Ce n’est pas seulement l’impact émotionnel qui pousse les habitants à défendre ce symbole vital de la nature. Leur pouvoir de rétention de carbone est également réduit, tout comme la biodiversité et l’ombre.

Voici trois témoignages de personnes en Europe sur ce qu’elles ont ressenti lorsque des arbres ont été abattus là où elles vivent.

« C’était trop gros, trop fort pour tomber – jusqu’à maintenant » : Gareth Jenkins, Royaume-Uni

C’était une journée difficile. J’ai entendu les scies quand je suis parti au travail mais je n’ai pas osé regarder. Quand je suis rentré à la maison, elles avaient disparu.

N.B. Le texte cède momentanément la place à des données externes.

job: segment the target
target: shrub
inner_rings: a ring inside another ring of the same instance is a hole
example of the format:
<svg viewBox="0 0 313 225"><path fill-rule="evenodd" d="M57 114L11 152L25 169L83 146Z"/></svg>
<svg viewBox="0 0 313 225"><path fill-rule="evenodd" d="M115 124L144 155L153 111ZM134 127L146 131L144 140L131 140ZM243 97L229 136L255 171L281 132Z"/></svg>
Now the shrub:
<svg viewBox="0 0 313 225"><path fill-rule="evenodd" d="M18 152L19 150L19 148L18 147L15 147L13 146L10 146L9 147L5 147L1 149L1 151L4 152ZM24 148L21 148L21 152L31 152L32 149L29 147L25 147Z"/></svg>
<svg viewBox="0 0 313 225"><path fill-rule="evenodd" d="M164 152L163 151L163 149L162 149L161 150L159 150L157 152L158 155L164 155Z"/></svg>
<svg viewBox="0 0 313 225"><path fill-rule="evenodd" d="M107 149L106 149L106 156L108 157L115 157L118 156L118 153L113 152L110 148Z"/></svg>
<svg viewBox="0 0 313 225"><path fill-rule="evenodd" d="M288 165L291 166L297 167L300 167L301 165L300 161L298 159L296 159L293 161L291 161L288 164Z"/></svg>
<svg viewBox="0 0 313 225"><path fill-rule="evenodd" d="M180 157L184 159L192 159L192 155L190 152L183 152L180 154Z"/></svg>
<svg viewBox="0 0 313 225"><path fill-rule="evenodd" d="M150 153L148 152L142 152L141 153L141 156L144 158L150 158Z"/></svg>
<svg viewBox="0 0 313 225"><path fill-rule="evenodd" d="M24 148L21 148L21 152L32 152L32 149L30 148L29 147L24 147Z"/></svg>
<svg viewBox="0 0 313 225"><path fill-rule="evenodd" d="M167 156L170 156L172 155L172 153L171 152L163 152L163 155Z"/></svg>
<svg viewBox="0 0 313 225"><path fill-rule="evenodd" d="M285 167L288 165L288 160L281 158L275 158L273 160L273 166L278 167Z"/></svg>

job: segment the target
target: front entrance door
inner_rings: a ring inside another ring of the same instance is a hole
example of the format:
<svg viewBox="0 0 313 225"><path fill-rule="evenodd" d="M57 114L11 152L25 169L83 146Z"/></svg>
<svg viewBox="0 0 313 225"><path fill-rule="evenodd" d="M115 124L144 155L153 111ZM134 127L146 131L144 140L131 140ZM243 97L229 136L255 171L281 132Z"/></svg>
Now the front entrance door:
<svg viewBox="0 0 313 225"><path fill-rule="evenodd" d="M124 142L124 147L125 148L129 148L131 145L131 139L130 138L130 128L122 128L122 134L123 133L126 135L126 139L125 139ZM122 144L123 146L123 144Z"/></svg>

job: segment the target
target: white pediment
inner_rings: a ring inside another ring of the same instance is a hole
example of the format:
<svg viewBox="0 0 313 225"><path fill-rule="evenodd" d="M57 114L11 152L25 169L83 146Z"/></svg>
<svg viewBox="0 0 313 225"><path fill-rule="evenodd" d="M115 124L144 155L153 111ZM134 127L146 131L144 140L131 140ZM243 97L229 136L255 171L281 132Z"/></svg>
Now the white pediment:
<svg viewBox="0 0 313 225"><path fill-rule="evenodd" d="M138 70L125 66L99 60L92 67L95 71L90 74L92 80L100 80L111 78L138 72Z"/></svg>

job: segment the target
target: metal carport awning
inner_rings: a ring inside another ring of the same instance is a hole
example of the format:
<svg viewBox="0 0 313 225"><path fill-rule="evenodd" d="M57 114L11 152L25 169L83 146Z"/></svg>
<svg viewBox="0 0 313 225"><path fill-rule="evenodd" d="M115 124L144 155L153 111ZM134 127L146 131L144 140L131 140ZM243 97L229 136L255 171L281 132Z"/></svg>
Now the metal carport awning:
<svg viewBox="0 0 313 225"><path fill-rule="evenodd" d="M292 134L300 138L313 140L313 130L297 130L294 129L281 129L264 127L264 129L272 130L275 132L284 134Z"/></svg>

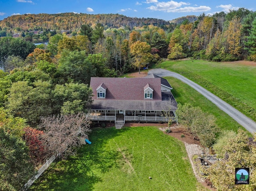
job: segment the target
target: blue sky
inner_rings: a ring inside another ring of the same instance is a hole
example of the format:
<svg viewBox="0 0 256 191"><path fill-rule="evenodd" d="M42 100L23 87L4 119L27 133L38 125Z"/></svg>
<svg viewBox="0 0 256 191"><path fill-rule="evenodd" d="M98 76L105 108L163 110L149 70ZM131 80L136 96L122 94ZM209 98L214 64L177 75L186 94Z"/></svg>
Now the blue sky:
<svg viewBox="0 0 256 191"><path fill-rule="evenodd" d="M0 0L0 20L15 14L71 12L119 14L166 21L187 15L212 14L244 8L255 11L255 0Z"/></svg>

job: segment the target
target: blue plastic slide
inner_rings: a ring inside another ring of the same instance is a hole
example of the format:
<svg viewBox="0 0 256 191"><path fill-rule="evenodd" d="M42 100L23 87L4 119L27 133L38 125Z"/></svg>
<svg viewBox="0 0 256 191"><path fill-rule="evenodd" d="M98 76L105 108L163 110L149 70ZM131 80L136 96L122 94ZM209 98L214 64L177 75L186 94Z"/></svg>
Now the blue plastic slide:
<svg viewBox="0 0 256 191"><path fill-rule="evenodd" d="M90 145L92 144L92 142L91 142L87 139L85 139L85 142L89 145Z"/></svg>

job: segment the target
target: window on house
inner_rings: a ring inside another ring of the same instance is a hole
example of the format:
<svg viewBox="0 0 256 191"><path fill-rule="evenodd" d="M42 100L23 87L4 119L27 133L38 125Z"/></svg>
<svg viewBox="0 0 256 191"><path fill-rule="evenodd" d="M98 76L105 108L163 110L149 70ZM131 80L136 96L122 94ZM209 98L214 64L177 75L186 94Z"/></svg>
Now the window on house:
<svg viewBox="0 0 256 191"><path fill-rule="evenodd" d="M148 91L145 93L145 98L152 98L152 93Z"/></svg>
<svg viewBox="0 0 256 191"><path fill-rule="evenodd" d="M149 92L148 92L147 93L147 98L149 98L150 97L150 93Z"/></svg>
<svg viewBox="0 0 256 191"><path fill-rule="evenodd" d="M100 91L100 92L98 93L98 97L105 98L105 93L103 93L102 91Z"/></svg>

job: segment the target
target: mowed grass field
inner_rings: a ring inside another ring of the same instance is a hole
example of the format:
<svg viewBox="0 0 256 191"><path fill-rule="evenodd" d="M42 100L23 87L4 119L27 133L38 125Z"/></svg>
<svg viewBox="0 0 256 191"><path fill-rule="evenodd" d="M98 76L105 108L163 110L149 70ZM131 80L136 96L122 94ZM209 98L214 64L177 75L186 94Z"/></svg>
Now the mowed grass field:
<svg viewBox="0 0 256 191"><path fill-rule="evenodd" d="M92 144L77 156L52 164L31 190L193 191L198 186L183 143L157 127L94 128L89 139Z"/></svg>
<svg viewBox="0 0 256 191"><path fill-rule="evenodd" d="M256 63L246 63L188 60L166 61L156 67L181 74L256 121Z"/></svg>
<svg viewBox="0 0 256 191"><path fill-rule="evenodd" d="M182 104L190 103L195 106L200 107L205 112L213 114L216 118L216 124L221 129L232 130L236 132L238 128L242 128L246 130L215 104L187 84L172 77L164 78L173 88L172 93L178 103Z"/></svg>

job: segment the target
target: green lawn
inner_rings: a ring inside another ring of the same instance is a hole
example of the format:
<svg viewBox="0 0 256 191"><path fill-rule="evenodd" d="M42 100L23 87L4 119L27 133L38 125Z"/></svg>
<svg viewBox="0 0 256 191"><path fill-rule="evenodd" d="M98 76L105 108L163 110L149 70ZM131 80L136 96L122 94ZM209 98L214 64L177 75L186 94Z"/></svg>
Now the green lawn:
<svg viewBox="0 0 256 191"><path fill-rule="evenodd" d="M226 113L187 84L172 77L164 78L173 88L172 92L178 103L190 103L194 106L200 107L204 112L212 114L216 117L217 124L222 129L237 131L238 128L242 128L246 130Z"/></svg>
<svg viewBox="0 0 256 191"><path fill-rule="evenodd" d="M256 65L189 60L166 61L155 67L183 75L256 121Z"/></svg>
<svg viewBox="0 0 256 191"><path fill-rule="evenodd" d="M94 128L89 138L91 145L54 163L30 189L196 190L184 144L156 127Z"/></svg>

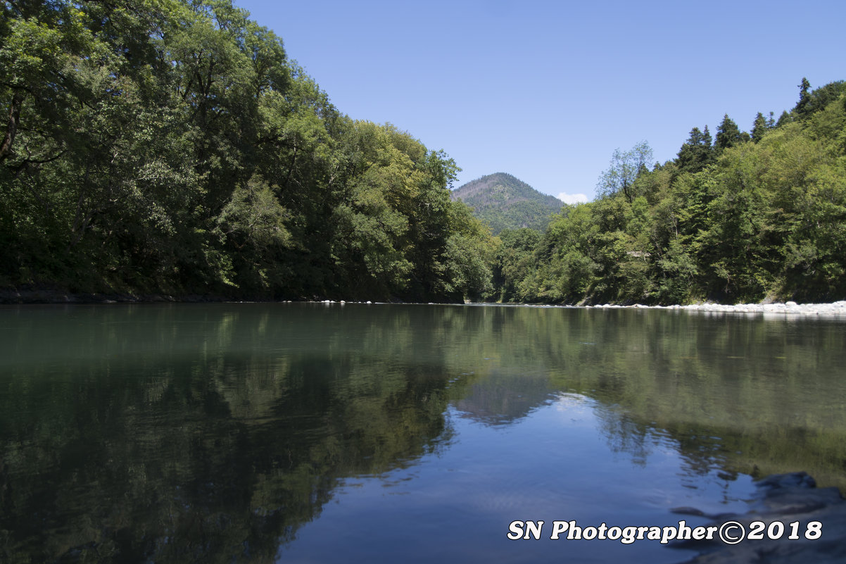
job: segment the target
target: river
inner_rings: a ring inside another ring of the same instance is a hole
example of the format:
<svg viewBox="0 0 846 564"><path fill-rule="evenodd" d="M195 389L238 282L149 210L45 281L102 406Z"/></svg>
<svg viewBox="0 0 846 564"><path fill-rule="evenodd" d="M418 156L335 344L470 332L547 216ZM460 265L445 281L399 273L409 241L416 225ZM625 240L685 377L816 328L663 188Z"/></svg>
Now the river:
<svg viewBox="0 0 846 564"><path fill-rule="evenodd" d="M844 404L838 319L2 307L0 561L678 562L552 523L700 525L671 510L744 511L773 473L846 489Z"/></svg>

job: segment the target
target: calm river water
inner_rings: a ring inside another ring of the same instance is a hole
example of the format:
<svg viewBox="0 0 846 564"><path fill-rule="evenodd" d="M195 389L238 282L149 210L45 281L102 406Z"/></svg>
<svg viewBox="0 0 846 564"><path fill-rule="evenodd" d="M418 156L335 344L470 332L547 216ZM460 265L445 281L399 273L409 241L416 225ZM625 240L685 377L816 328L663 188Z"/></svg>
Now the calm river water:
<svg viewBox="0 0 846 564"><path fill-rule="evenodd" d="M0 308L0 561L678 562L753 477L846 489L846 321L656 310ZM540 540L509 523L541 521Z"/></svg>

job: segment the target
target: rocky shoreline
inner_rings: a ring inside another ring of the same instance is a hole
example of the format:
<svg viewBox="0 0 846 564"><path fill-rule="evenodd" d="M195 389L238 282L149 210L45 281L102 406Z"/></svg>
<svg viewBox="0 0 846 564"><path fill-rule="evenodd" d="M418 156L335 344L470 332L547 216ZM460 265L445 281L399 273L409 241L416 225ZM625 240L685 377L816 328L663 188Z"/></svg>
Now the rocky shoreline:
<svg viewBox="0 0 846 564"><path fill-rule="evenodd" d="M703 303L688 306L641 306L640 304L633 306L617 306L604 304L602 306L585 306L585 307L599 309L669 309L685 312L701 312L706 313L761 313L765 316L846 316L846 301L805 304L798 304L795 301L787 301L785 303L741 303L736 305Z"/></svg>

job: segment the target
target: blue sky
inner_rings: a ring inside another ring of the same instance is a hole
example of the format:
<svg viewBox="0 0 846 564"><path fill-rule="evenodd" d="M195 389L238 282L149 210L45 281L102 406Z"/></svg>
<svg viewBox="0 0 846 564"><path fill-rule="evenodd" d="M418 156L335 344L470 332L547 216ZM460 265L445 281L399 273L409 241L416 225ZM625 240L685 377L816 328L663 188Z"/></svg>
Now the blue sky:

C’était un arbre magnifique, d’au moins 20 mètres de haut, avec une large et belle couronne. Il devait être vieux de plusieurs centaines d’années. Il se tenait là, seul, encadrant notre rue, détournant notre regard de cette banlieue morne.

Beaucoup d’autres arbres de cette rue étaient morts récemment – stress thermique dû à des étés record, sécheresses ou sols détrempés, mais pas celui-ci. Il était trop gros, trop fort pour tomber – jusqu’à maintenant.

Je suis allée voir ce qui se passait. Deux voisins sont sortis. Ils étaient d’humeur festive. L’un a dit que la lumière était bloquée, l’autre que les oiseaux avaient sali leur voiture. J’ai regardé la voiture, une Nissan rouge de six ans. Elle serait bientôt échangée contre une nouvelle.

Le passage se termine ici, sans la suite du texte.